Subsurface, Marine Exploration & Safety
Petroleum Oil Wells: Powering subsurface data logging instruments and drill string telemetry sensors subjected to high deep-earth thermal profiles.
Marine Telemetry Systems: Serving as the primary power cell for offshore oceanographic data buoys, tidal recorders, and sonar tracking arrays.
Marine Lifesaving Systems: Energizing safety-critical assets like emergency distress beacons, life jacket strobe locators, and survival raft transponders.
Automotive, Fleet Logistics & Telematics
Tire Pressure Monitoring Systems (TPMS): Withstanding heavy continuous centrifugal force, mechanical shock, and rapid pavement heat inside commercial vehicle wheels.
Positioning & Location Devices: Providing a rugged, stable power baseline for high-accuracy cellular GPS tracking modules mounted on freight containers and vehicle fleets.
Wireless Communication Infrastructure: Fueling remote mesh network nodes, RF transceivers, and emergency telemetry relays.

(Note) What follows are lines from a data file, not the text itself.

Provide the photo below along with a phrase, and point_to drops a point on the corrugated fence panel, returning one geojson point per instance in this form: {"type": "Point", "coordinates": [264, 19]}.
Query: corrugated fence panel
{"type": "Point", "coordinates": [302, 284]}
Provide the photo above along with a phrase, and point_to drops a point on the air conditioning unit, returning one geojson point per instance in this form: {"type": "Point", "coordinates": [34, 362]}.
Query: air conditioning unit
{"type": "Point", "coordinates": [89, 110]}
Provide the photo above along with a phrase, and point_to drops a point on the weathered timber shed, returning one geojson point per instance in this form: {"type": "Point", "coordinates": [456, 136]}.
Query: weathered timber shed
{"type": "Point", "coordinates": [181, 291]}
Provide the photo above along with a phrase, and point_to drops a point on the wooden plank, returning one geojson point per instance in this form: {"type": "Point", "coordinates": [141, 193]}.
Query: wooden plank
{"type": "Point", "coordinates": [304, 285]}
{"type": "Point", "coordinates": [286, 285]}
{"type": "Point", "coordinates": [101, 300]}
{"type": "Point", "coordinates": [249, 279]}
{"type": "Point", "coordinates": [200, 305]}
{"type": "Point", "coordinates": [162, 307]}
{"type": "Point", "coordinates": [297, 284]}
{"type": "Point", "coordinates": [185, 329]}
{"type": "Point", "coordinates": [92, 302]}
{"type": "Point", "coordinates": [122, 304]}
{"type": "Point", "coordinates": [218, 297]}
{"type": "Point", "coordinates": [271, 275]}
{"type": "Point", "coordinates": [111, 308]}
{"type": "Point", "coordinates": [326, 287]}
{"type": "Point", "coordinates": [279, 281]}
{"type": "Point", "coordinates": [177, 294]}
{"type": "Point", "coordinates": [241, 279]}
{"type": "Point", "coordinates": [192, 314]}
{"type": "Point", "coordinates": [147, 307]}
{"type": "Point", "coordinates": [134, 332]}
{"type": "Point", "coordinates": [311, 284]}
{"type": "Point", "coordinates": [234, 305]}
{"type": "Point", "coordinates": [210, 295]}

Commercial Security, Medical Tech & Professional Optics
Security Alarms: Fueling commercial wireless passive infrared (PIR) motion sensors, glass-break detectors, entry sensors, and automated facility sirens.
Medical Devices: Delivering dependable, stable power loops for portable diagnostic instruments, clinical field monitors, and portable laboratory tools.
High-Intensity Flashlights & Digital Cameras: Supplying rapid energy recycling and consistent current for tactical flashlights, target illumination gear, aiming optics, and professional digital imaging hardware.
Why Partner With Us for Volume CR-P2 Procurement?
As a dedicated component manufacturer, we match strict industrial production tolerances with predictable global supply chains.
Rigorous Quality Assurance Validation: Every batch undergoes 100% automated inspection for open-circuit voltage (OCV), closed-circuit load performance (CCV), and environmental leak resistance under UN38.3, RoHS, CE, and UL1642 safety parameters.
Customization Capabilities: We can customize packaging markers, lead attachments, or branding wrappers based directly on your corporate OEM requirement specifications.
Scalable Bulk Logistic Chains: Shipped in specialized anti-static industrial packaging designed to prevent short circuits during shipping, optimized for rapid unpacking on automated factory floors.
Frequently Asked Questions
Q1: Can a CR-P2 battery pack be recharged?
A: No. The CR-P2 is a primary (single-use) lithium manganese dioxide battery. It cannot be safely recharged. Attempting to force current into this pack will break down the internal hermetic cell seals, leading to electrolyte leakage, internal short circuits, or thermal runaway.
Q2: What is the main structural advantage of using a CR-P2 block over two separate CR123A batteries?
A: While a CR-P2 structurally contains two CR123A cell equivalents wired in series, the outer polymer housing keys the battery compartment to prevent reverse-polarity insertion by field technicians. Additionally, the pre-welded internal series connection avoids common contact resistance issues caused by vibration or terminal oxidation over a 10-year field lifespan.
Q3: How does the ≤2% annual self-discharge rate protect data loggers and memory backup systems?
A: Industrial data loggers and memory backup circuits spend up to 99% of their operational lifecycles in deep sleep mode, drawing micro-amps and waking up for mere milliseconds to log or transmit data. A self-discharge rate of ≤2% ensures that the battery’s energy is preserved for actual device operations over a span of up to 10 years, rather than wasting away internally.